Before its maiden voyage in 2014, the RoboScreen entertainment system toured the world with superstar rock band Bon Jovi. See our behind-the-scenes story of the robot whisperer who brings these spectacles to life in Elevating the Art of Entertainment – Robotically.
The ABB PC software team in Gothenburg, Sweden, collaborated with andyRobot on programming the robots, especially the unique challenges of operating robots at sea. Not only do the robots have to deal with their own six axes of motion, they also have to compensate for the yaw, pitch, roll and translation of the boat as it interacts with the waves, and moves through the water in normal, moderate and rough seas. To minimize the effects of this motion, the robots have well-defined thresholds for varying sea conditions.
ABB says the superior motion control built into each one of its robots is key to delivering the consistent, reliable and safe results needed to ensure the robots are part of the live spectacle without being intrusive. Watch snippets of the onboard show-stopping performances.
These aren’t the only robots finding their sea legs aboard ships. These robot bartenders are serving drinks on five Royal Caribbean cruise liners.
Go to extreme depths with this underwater robot. Able to dive 150 m, this ROV (remotely operated underwater vehicle) is used around the world for aquaculture, commercial diving, municipalities, police search and rescue, military and research.
Back on land, robots prove their might under frigid conditions.
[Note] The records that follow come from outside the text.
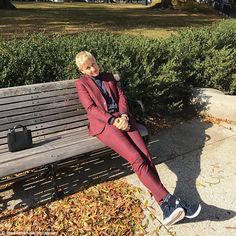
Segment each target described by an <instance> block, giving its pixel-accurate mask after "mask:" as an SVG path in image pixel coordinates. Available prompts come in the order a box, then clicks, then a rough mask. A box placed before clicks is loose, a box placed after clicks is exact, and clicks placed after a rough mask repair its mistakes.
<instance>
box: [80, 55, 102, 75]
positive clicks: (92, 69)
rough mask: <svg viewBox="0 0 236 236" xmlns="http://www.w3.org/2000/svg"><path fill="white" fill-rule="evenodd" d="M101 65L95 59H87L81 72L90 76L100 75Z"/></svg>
mask: <svg viewBox="0 0 236 236" xmlns="http://www.w3.org/2000/svg"><path fill="white" fill-rule="evenodd" d="M99 71H100V69H99V67H98V65H97V62H96V60H95V59H87V60H86V61H85V62H84V64H83V66H82V69H81V72H82V73H83V74H86V75H88V76H93V77H96V76H98V75H99Z"/></svg>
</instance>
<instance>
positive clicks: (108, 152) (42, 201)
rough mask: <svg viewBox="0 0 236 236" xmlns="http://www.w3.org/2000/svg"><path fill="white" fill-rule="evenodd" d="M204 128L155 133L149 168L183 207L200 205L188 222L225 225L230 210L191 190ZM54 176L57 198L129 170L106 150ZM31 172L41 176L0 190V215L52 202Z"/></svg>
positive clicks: (193, 182)
mask: <svg viewBox="0 0 236 236" xmlns="http://www.w3.org/2000/svg"><path fill="white" fill-rule="evenodd" d="M182 127H183V128H182ZM209 127H211V124H207V123H203V122H202V121H200V120H198V119H195V120H193V121H189V122H184V123H183V124H179V125H177V126H175V127H172V128H169V129H163V130H160V132H158V134H157V135H155V136H153V137H152V139H151V141H150V149H151V153H152V155H153V160H154V163H155V164H159V163H161V162H164V163H165V164H166V165H167V166H168V168H169V169H170V170H171V171H172V172H174V173H175V174H176V176H177V183H176V188H175V190H174V194H176V195H178V196H179V197H183V198H184V199H186V200H187V201H189V202H193V201H194V202H199V203H200V204H201V205H202V212H201V214H200V216H199V217H197V218H196V220H195V219H194V220H191V222H193V221H208V220H210V221H225V220H228V219H230V218H232V217H234V216H235V212H234V211H232V210H229V209H222V208H219V207H217V206H212V205H209V204H207V203H205V202H204V201H203V200H202V199H201V196H200V195H199V193H198V190H197V188H196V180H197V178H198V176H199V175H200V172H201V167H200V164H201V154H202V148H203V146H204V145H205V142H206V140H210V139H211V137H209V136H207V135H206V134H205V130H206V129H208V128H209ZM186 130H188V132H187V133H186ZM180 137H182V138H181V139H180ZM173 158H175V159H176V158H178V165H176V162H173V161H171V160H172V159H173ZM58 170H59V171H58V174H57V185H58V189H59V191H60V193H63V194H62V195H61V197H60V198H63V196H66V195H70V194H73V193H76V192H78V191H81V190H83V189H85V188H88V187H90V186H94V185H96V184H98V183H102V182H105V181H108V180H115V179H119V178H121V177H124V176H127V175H130V174H132V173H133V171H132V168H131V166H130V165H129V164H128V163H127V162H126V161H125V160H123V159H122V158H120V157H119V156H118V155H117V154H115V153H114V152H112V151H111V150H110V149H106V148H104V149H101V150H100V152H99V153H90V154H89V155H86V156H79V157H75V158H71V159H70V160H68V161H63V162H60V163H58ZM35 171H38V173H41V172H42V173H43V174H40V175H39V176H37V177H35V176H34V177H30V178H25V179H22V180H18V181H16V182H14V183H11V184H9V185H8V186H6V187H5V188H1V189H0V210H1V212H4V211H5V210H6V211H7V209H22V210H25V209H30V208H35V207H37V206H40V205H42V204H45V203H48V202H51V201H54V200H55V198H53V194H54V188H53V184H52V180H51V178H50V175H49V174H48V172H47V171H46V169H45V168H43V169H42V170H35ZM13 215H14V213H12V212H10V213H9V214H0V220H3V219H6V218H10V217H12V216H13ZM187 222H188V220H184V221H181V223H187Z"/></svg>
Heavy Lifting in Arctic Conditions
Albertsons, a large grocery chain based in Boise, Idaho, with stores across 35 U.S. states, needed a new automation solution for their cold packaging operation. The palletizing robot would need to satisfy very specific speed, payload, flexibility and footprint requirements. It would also have to withstand arctic-like conditions with food-grade chemical washdowns that could strip paint off a car.
After searching the market, Albertsons chose the KUKA KR QUANTEC PA Arctic robot. The five-axis robot performs palletizing tasks quickly and precisely even in ice cold temperatures as low as -30°C. Thanks to the Arctic design, it needs no protective suit. A narrow base and substantial reach allows for short cycle times and high flexibility when stacking items in frosty environments with limited floor space.
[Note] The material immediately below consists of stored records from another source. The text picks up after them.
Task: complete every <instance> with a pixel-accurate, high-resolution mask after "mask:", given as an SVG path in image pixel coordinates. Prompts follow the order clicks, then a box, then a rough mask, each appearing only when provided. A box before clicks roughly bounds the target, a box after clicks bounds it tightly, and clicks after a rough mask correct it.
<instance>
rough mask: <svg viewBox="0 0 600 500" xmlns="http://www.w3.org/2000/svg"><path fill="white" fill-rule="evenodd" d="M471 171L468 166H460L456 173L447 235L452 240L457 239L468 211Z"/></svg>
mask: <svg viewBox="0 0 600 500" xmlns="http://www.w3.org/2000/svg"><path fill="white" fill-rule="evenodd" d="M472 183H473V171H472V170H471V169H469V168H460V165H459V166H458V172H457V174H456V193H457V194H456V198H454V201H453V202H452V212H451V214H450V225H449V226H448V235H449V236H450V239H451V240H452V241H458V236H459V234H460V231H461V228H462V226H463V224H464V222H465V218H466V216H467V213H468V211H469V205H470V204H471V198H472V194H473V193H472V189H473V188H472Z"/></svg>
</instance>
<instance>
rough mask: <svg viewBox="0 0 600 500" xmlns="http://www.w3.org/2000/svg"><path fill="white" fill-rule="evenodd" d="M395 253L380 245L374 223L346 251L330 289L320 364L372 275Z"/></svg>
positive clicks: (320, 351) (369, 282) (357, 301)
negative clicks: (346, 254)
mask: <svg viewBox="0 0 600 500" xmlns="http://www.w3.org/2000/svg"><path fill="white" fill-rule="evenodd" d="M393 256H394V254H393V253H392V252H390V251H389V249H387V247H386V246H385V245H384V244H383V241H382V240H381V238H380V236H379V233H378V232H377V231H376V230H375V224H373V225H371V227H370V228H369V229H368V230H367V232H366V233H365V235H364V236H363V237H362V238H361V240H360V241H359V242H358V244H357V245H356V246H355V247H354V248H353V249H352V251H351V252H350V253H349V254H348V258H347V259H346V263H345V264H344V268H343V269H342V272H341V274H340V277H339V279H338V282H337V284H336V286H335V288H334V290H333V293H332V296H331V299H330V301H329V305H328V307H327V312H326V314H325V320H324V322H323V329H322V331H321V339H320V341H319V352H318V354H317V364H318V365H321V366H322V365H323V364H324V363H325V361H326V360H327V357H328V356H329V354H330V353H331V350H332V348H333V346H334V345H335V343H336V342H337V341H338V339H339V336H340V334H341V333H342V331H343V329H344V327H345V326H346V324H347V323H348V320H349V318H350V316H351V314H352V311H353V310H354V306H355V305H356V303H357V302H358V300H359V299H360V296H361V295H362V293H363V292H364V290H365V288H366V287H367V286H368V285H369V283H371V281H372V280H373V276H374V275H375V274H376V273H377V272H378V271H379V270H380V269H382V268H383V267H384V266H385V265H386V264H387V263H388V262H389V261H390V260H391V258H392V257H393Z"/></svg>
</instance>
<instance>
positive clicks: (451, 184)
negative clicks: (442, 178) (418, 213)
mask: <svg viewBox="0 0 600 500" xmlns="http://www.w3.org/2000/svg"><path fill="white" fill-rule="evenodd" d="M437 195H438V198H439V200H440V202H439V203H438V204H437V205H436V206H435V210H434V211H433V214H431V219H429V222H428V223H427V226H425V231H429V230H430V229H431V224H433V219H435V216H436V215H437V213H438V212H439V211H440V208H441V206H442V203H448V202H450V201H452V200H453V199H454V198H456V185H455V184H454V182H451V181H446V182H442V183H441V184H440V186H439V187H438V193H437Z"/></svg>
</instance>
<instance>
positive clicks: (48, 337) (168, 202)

Not too many robots could withstand the rigors of this wet, cold environment for the long haul. Watch this KUKA robot do the bone-chilling, back-breaking work at Albertsons.
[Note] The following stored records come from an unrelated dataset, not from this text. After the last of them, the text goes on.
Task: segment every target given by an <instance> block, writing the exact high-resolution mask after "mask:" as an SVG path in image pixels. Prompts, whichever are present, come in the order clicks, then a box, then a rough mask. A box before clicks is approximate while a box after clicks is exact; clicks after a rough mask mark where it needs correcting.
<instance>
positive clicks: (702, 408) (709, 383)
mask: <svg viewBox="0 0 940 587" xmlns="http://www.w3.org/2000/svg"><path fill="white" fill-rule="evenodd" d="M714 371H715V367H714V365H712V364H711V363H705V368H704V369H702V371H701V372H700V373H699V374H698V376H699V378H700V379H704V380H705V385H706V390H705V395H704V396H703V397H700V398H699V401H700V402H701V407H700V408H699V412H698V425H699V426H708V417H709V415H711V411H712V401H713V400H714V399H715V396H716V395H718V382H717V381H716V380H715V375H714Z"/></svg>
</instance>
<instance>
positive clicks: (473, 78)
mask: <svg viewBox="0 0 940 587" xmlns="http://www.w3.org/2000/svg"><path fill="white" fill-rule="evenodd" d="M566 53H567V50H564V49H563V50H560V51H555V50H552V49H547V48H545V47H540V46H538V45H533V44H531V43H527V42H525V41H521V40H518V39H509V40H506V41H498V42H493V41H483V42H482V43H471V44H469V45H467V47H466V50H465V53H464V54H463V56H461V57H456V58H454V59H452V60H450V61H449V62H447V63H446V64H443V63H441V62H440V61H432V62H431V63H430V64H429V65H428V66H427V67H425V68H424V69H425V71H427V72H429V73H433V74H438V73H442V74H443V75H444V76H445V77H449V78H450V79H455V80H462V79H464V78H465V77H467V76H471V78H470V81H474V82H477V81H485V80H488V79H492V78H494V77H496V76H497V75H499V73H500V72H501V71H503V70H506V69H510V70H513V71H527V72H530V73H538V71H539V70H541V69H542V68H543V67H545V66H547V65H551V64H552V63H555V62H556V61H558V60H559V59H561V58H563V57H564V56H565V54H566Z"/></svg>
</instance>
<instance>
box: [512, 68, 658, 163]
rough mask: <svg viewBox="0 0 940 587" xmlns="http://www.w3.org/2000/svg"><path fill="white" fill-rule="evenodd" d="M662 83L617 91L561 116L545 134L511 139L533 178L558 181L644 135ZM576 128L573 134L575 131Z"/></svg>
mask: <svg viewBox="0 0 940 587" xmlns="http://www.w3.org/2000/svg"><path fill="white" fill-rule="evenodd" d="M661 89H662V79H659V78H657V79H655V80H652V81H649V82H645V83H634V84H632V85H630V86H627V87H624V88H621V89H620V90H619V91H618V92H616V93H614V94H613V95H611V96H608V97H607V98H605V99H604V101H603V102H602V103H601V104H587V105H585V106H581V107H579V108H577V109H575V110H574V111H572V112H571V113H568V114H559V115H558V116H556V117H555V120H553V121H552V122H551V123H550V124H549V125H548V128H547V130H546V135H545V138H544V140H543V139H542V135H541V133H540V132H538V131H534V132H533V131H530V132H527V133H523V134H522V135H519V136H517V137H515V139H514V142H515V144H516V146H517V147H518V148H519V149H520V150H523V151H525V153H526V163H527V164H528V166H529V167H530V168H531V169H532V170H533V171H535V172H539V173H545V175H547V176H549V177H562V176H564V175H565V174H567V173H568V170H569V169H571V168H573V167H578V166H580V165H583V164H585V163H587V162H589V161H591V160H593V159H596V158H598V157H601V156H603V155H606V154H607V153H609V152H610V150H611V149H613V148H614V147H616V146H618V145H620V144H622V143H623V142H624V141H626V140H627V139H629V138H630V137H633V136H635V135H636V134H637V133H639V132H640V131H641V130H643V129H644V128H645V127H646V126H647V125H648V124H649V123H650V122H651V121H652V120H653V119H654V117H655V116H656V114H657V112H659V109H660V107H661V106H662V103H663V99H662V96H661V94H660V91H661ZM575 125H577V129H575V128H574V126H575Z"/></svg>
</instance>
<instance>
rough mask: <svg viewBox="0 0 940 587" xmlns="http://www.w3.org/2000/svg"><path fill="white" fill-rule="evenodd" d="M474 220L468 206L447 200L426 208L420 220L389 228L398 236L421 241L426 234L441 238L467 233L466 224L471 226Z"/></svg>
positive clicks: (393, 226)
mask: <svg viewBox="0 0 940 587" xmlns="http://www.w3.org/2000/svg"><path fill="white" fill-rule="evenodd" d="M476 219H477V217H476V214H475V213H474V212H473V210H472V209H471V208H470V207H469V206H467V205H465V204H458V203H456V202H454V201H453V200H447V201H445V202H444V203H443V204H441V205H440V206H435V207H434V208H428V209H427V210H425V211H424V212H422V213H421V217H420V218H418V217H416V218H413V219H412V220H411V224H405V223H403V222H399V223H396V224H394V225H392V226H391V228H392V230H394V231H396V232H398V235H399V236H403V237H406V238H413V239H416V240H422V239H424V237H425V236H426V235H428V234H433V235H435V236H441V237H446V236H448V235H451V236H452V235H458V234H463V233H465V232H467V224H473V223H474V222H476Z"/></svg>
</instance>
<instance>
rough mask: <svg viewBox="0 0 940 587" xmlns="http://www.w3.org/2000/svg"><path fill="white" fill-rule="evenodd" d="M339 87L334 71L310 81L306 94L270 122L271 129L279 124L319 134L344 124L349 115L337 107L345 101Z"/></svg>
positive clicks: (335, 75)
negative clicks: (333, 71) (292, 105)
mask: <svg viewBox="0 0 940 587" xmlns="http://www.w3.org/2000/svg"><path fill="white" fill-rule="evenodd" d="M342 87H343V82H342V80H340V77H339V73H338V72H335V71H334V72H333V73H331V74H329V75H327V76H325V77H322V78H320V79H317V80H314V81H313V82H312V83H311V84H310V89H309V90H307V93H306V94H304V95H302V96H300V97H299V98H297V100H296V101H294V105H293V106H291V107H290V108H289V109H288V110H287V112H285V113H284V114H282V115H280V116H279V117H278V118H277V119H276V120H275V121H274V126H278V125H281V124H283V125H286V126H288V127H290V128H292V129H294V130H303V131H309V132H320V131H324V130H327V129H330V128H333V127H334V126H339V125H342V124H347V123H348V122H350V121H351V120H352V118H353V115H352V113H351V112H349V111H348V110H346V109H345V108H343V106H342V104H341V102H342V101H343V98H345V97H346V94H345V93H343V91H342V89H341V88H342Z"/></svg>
Braving at times subzero temperatures and dizzying heights, these transmission line inspection robots ascend hard-to-reach power lines and cover several kilometers a day. In turn, they keep their two-legged coworkers safer and closer to the ground.
It’s not only the large industrial robotic systems or special-purpose robots like these search-and-rescue snakebots at Carnegie Mellon that can weather extreme environments. Collaborative robots are small but surprisingly mighty. Watch this Universal Robots cobot withstand high temperatures and a harsh environment while performing HVOF and plasma spray processes at an FAA Repair Station.
So give us your grueling, your hazardous, your toxic tasks. Your harshest of extremes. Those too hot to touch, and too cold to master. Where humans face great risk and flirt with danger. Free them from crushing weights and perilous heights. For we fear not noxious fumes, vapors and disaster sites. Robots rush in where others dare to tread.